In this course, visitors can traverse Mt. Tashiro, popular for its distinctive mountain features with a large marshland at the summit, as well as the splendid Mt. Taishaku deep in the mountains of Oku-aizu. Located on the dividing line between the Pacific Ocean and the Sea of Japan, there are many kinds of plants to discover.
The Prefectural Road Route 350 (Kuriyama Tateiwa Route), which connects National Road Route 352 and the Sarukura trailhead, has many unpaved sections after passing the community of Mizuhiki. There are no particularly dangerous sections, but it will take about 40 minutes to an hour to reach the Sarukura trailhead from the National Road, so please consider the overall time required for the hike.
Shuttle taxis are also available at Aizu Kogen Ozeguchi Station to the Sarukura trailhead (Click here for more information about services from 2021).
There is a parking lot (approx. 40 cars) 200 meters before the trailhead with clean toilets as well. Please note that it is not possible to pass through to the Tochigi Prefecture side here.
About 10 minutes after passing the trailhead, you will reach a water refill place. The water source is from the Yunomata River and is clean and cool even in summer. There are no water refill places pass this point, so if you are worried about your water supply, make sure to fill up here.
It takes about two hours from the trailhead to the summit of Mt. Tashiro. It is a steep and winding ascent, but the paths are well maintained and easy to walk on. The view opens up just before the summit at Kotashiro.
The top of Mt. Tashiro is a single plateau marsh (approx. 20 hectares), which is considered rare globally. The highest point is 1,971 meters above sea level, making it a high marsh. It has the same altitude as the marsh of Mt. Aizukoma and the Kumazawa-tashiro marsh of Mt. Hiuchi.
Mt. Tashiro was nominated as one of the 100 most famous mountains in Japan for flowers by the author Sumie Tanaka. The mountain is rich in alpine flora, with Kinkoka (Narthecium), cotton grass, Iwakagami (Schizocodon Soldanelloides), Tateyama gentian, bog rosemary, and dew plants.
How can there be a marsh on the top of a single plateau with no in-flowing rivers?
The answer is the peat. This is because the peat layer stores moisture from the lingering snow and rain like a sponge.
Near the junction to Mt. Taishaku, there is a shelter hut that also serves as a temple called Kobo-Daishido. There are also clean toilets next to it.
From Mt. Tashiro, it normally takes 1 hour and 30 minutes one way to reach the summit of Mt. Taishaku, the top peak of the Taishaku mountain range. Mt. Taishaku is located deep in the mountains of the Taishaku Mountain Range, which separates the Pacific and Sea of Japan water systems. The route from Mt. Tashiro is a ridge trail of this mountain range. As you approach the summit, the view opens up and offers a panoramic view of the mountains in both directions.
The distance from the Sarukura trailhead to the top of Mt.
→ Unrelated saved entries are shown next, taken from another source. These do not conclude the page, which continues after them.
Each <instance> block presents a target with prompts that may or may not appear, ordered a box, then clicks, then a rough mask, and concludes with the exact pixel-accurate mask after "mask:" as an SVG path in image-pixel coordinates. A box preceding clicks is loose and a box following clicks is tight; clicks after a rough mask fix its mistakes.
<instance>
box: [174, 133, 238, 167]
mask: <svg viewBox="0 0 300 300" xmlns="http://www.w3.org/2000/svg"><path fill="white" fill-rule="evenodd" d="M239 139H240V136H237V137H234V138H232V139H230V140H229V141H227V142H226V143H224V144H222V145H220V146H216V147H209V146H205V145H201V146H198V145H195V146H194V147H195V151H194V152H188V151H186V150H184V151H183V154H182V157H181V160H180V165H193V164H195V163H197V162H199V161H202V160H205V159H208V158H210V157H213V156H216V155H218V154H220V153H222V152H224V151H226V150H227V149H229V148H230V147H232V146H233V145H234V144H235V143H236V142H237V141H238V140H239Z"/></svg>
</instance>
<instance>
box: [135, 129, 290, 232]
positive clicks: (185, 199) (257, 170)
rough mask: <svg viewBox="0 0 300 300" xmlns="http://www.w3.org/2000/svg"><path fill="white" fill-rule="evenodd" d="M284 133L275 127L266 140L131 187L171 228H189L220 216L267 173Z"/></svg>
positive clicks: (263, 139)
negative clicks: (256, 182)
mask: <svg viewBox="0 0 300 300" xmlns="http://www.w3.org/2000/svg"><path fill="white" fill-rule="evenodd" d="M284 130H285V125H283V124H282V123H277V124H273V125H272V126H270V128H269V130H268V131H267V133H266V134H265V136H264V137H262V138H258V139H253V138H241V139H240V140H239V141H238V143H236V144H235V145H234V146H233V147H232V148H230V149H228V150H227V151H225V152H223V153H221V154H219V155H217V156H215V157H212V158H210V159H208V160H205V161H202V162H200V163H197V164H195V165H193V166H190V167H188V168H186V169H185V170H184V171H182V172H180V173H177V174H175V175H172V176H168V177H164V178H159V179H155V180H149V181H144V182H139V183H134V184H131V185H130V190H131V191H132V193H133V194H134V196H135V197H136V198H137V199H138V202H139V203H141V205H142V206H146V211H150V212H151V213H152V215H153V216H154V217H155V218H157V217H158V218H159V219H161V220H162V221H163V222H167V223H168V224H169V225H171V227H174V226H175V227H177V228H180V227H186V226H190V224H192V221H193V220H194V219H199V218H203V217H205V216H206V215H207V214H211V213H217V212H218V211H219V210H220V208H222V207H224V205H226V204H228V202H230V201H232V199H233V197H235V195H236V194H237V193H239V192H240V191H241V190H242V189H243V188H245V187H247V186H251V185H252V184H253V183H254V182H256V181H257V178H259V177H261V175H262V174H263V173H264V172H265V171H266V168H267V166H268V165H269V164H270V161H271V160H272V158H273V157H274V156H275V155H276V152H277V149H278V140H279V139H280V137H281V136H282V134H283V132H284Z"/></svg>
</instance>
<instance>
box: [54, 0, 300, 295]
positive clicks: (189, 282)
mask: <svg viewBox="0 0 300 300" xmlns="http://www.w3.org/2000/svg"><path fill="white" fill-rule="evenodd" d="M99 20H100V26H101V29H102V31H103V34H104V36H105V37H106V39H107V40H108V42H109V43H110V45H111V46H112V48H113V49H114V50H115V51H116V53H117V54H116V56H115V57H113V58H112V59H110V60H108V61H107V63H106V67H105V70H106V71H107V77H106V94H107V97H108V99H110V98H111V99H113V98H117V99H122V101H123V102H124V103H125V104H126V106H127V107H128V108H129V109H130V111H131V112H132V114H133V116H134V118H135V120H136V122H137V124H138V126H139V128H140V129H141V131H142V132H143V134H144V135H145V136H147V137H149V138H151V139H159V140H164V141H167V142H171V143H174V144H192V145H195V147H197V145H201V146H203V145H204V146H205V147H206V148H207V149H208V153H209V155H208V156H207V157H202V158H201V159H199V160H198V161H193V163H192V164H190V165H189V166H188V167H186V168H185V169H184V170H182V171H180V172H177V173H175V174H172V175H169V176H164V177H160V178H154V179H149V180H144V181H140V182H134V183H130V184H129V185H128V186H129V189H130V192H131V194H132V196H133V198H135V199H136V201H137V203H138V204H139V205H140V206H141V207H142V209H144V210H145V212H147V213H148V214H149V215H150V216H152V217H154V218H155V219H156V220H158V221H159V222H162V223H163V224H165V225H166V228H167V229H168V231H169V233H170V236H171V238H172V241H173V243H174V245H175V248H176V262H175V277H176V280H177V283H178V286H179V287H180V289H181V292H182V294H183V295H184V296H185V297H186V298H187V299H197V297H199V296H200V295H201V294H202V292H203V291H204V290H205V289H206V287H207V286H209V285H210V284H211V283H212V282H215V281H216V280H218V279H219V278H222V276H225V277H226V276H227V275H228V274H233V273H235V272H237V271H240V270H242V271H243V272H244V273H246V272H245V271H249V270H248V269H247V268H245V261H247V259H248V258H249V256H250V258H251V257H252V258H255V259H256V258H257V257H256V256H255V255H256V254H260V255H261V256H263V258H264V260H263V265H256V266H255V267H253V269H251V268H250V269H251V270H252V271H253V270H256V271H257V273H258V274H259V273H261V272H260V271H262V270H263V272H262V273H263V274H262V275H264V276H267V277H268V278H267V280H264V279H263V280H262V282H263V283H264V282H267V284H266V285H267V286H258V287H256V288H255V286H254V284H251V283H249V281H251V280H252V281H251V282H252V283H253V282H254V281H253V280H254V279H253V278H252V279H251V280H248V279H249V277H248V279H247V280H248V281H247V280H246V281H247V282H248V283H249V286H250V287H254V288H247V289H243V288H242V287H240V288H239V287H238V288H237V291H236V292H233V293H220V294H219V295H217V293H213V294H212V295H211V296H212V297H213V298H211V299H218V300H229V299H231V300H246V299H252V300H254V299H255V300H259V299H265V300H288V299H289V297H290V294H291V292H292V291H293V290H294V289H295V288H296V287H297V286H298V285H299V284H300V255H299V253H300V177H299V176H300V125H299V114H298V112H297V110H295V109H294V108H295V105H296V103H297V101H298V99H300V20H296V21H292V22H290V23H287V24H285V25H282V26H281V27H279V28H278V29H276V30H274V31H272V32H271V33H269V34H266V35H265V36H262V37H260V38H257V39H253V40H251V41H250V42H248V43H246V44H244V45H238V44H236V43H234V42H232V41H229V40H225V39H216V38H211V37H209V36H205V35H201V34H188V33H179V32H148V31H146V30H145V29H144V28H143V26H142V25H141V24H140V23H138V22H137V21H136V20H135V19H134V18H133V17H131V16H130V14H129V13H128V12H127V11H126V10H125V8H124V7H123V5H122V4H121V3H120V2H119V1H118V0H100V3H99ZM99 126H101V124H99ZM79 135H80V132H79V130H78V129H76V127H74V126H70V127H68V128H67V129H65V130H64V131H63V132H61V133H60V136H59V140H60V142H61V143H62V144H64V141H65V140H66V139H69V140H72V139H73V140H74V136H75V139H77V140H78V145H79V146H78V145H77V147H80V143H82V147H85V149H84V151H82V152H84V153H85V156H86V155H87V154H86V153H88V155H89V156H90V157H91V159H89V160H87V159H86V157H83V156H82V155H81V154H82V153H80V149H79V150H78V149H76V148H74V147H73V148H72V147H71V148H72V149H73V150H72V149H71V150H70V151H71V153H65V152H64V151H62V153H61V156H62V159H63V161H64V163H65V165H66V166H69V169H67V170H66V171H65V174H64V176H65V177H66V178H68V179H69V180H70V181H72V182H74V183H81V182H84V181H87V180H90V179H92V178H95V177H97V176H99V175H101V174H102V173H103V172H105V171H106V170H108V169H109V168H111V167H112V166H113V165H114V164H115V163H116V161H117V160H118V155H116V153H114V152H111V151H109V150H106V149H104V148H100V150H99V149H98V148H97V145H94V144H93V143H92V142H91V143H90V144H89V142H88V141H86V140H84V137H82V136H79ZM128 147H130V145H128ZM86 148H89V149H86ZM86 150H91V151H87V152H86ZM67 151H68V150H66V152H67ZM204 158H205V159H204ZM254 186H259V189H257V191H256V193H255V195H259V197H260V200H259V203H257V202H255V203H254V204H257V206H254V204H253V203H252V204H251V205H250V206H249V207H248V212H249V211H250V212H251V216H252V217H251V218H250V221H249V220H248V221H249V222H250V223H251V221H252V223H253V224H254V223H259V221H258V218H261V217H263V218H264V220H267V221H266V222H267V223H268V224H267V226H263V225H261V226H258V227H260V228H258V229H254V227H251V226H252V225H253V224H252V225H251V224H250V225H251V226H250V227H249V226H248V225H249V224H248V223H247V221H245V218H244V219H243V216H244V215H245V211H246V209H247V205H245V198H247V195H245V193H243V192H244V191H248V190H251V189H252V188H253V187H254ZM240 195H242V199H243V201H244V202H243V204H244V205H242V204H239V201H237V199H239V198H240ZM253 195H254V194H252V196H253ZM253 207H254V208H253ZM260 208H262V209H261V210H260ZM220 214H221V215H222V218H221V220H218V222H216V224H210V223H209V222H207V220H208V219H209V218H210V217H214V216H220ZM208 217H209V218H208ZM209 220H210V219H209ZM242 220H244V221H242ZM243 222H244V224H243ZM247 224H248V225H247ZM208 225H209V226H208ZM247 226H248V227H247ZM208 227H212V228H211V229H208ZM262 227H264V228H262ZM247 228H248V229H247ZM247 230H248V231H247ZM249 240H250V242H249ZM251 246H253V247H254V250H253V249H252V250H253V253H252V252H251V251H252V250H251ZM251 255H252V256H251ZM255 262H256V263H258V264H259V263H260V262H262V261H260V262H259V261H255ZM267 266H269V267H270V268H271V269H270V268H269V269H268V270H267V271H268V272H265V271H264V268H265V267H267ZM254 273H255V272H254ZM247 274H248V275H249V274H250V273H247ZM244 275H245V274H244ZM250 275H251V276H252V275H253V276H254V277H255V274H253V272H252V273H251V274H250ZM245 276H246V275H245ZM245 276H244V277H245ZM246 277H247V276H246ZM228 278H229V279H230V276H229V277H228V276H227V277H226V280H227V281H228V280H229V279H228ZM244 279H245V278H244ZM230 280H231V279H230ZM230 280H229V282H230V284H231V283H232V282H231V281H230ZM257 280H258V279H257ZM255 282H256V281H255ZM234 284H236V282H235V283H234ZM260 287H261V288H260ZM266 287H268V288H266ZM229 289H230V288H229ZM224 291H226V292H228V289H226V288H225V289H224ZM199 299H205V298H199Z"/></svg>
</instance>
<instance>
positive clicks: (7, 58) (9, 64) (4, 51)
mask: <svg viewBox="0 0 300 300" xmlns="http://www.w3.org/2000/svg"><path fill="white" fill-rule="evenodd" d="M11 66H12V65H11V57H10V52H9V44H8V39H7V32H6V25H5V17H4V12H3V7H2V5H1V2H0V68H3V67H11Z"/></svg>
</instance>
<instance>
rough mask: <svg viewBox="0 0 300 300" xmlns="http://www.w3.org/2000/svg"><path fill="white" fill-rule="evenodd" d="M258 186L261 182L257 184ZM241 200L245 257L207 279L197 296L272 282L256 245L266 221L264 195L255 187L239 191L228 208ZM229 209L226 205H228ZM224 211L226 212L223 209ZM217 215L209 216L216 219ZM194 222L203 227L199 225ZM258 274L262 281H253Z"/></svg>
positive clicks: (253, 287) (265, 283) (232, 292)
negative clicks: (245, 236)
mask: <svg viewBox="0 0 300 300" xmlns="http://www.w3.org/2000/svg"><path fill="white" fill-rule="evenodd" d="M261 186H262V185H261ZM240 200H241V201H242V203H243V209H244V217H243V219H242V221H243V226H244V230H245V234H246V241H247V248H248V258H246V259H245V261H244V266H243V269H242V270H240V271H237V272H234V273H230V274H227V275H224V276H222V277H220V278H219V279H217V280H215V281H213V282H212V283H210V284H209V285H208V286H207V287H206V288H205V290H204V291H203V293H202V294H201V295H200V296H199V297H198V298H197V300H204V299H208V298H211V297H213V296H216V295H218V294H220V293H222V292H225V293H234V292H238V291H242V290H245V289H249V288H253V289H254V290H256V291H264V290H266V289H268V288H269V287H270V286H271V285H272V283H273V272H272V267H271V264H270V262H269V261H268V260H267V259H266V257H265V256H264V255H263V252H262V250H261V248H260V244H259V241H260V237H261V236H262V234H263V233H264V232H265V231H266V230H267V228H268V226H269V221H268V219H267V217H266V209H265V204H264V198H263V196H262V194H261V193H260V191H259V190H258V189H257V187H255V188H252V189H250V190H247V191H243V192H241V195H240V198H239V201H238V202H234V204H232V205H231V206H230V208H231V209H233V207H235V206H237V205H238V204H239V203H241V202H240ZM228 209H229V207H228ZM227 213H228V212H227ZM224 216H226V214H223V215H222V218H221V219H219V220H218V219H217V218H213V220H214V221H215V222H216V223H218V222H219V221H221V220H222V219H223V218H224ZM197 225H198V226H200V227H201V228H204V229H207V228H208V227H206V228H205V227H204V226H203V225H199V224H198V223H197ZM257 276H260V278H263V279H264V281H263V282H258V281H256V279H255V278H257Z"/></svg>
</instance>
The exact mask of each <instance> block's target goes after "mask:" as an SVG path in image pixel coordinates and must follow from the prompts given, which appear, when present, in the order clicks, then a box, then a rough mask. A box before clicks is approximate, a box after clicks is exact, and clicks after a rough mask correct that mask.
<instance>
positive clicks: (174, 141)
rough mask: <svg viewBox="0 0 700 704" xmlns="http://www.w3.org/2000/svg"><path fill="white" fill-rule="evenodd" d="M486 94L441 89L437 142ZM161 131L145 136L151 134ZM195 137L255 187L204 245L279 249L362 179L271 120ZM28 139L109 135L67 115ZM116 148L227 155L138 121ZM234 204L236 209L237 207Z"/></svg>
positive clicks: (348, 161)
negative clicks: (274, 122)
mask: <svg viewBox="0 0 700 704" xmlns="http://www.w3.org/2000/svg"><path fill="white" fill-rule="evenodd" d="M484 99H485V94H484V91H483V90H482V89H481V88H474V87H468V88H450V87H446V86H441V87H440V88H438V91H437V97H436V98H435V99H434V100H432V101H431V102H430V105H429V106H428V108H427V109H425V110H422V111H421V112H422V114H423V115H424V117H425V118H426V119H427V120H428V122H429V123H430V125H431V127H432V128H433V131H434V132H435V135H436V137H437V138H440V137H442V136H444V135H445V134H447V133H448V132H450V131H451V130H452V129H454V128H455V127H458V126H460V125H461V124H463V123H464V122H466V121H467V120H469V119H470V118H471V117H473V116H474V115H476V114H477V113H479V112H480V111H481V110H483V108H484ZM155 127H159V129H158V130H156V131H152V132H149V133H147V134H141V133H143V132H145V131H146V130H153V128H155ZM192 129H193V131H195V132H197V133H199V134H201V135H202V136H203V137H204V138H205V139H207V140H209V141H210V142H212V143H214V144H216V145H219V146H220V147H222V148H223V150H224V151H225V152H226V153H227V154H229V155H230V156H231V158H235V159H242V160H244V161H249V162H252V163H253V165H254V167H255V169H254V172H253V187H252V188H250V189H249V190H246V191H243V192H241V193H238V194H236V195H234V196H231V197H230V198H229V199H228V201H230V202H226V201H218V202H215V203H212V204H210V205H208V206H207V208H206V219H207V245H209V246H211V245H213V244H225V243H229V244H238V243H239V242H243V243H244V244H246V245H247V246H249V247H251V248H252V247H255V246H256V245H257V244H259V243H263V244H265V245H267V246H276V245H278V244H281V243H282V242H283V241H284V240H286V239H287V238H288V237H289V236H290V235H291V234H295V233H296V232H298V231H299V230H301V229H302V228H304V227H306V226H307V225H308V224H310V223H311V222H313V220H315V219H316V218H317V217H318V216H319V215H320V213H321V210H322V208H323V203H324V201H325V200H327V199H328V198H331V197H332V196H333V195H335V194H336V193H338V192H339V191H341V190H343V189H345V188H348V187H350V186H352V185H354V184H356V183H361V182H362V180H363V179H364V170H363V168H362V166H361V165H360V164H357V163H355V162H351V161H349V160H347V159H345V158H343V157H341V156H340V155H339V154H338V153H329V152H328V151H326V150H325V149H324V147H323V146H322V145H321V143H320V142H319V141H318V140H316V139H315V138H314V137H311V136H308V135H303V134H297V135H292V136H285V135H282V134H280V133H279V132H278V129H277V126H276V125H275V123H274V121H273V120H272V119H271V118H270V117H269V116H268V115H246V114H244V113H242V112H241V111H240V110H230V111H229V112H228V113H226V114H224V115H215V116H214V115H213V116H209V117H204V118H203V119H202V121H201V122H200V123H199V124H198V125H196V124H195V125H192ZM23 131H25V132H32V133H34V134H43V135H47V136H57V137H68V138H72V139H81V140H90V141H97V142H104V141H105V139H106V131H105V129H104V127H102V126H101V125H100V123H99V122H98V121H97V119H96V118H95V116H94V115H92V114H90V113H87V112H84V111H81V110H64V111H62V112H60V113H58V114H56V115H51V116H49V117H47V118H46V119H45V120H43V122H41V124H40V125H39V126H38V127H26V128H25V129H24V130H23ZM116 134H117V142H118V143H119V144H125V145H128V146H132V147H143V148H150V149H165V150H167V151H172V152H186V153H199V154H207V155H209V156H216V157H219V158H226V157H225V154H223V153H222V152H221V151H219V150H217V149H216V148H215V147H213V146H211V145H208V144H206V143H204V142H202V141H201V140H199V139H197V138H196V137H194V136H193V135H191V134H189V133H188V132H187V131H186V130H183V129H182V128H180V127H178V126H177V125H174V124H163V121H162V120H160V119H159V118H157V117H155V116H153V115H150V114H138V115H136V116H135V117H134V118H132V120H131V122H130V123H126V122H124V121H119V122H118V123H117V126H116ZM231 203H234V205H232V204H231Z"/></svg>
Tashiro is approximately two kilometers, with an altitude difference of about 530 meters. But it is not to be underestimated. The climb is much steeper than the numbers suggest. Enjoy the trek while having enough energy for the descent.
Those who are physically fit should definitely go to Mt.Taishaku, but be careful not to overdo it. Allow three to four extra hours.
There are two places with ladders, so be careful. Descending the mountain in a hurry may result in an accident.